Athletic Grounds
- Location: Blackpool, England
- Coordinates: 53°48′20″N 3°01′43″W﻿ / ﻿53.8055°N 3.0286°W
- Surface: Grass
- Record attendance: 4,000
- Acreage: 24 acres

Tenant
- Blackpool F.C.

= Athletic Grounds (Blackpool) =

Sports ground in Blackpool, England

The Athletic Grounds was a sports ground in Blackpool, England. It was the home ground of Blackpool F.C. between 1897 and 1898, and it was the 55th ground to host a Football League game.

==History==
The Athletic Grounds was located in Stanley Park, a municipal park to the east of the town centre. It was a 24-acre site, with a horse racing track around most of the perimeter. At the western edge of the site there was a cinder cycle track, which overlapped the racing track. A football pitch was located inside the cycle track, whilst the site also contained a cricket pitch. Spectator facilities included a covered stand and some uncovered seating on the western side of the cycle track.

Blackpool moved to the ground at the start of the 1897–98 season, as their Raikes Hall ground required development following the club's election to the Football League. The first League match at the Athletic Grounds was played on 11 September 1897, with 4,000 spectators seeing Blackpool draw 1–1 with Burnley. That proved to be the ground's record attendance, and was equalled for matches against Newton Heath on 15 January 1898 and Darwen on 8 April 1898.
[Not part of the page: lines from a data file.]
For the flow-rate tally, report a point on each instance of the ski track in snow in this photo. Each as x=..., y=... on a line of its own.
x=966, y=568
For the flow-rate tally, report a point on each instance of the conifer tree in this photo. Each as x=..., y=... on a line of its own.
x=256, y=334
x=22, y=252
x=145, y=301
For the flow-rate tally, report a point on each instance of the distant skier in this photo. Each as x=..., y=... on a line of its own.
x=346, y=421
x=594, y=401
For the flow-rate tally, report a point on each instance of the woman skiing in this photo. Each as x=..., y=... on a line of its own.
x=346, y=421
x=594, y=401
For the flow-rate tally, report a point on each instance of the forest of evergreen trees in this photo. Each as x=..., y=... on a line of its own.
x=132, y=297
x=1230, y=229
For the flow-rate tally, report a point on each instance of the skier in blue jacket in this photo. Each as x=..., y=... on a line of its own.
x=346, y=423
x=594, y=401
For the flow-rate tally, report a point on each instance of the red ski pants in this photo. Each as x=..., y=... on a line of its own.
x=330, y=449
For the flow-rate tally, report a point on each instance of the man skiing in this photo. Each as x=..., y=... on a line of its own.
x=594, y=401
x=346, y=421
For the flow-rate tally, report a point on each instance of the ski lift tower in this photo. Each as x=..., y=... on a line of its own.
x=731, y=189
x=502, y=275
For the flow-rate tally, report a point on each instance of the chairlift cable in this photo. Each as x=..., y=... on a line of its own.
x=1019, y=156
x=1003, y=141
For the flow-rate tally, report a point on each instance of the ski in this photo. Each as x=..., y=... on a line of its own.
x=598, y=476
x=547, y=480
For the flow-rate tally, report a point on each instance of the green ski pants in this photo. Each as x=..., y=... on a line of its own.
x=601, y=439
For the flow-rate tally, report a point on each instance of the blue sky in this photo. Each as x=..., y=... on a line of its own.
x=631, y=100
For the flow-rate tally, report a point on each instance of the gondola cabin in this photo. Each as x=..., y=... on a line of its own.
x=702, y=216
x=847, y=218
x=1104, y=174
Due to the distance between the stands and the pitch, the ground was unpopular with supporters, and midway through the 1898–99 season the club returned to Raikes Hall after it became apparent that the planned redevelopment was going to be delayed. The last match at the Athletics Ground was a 2–1 defeat by Glossop North End on 31 December 1898.

The Athletics Ground subsequently became part of the Stanley Park Leisure Complex, with housing later built on the site.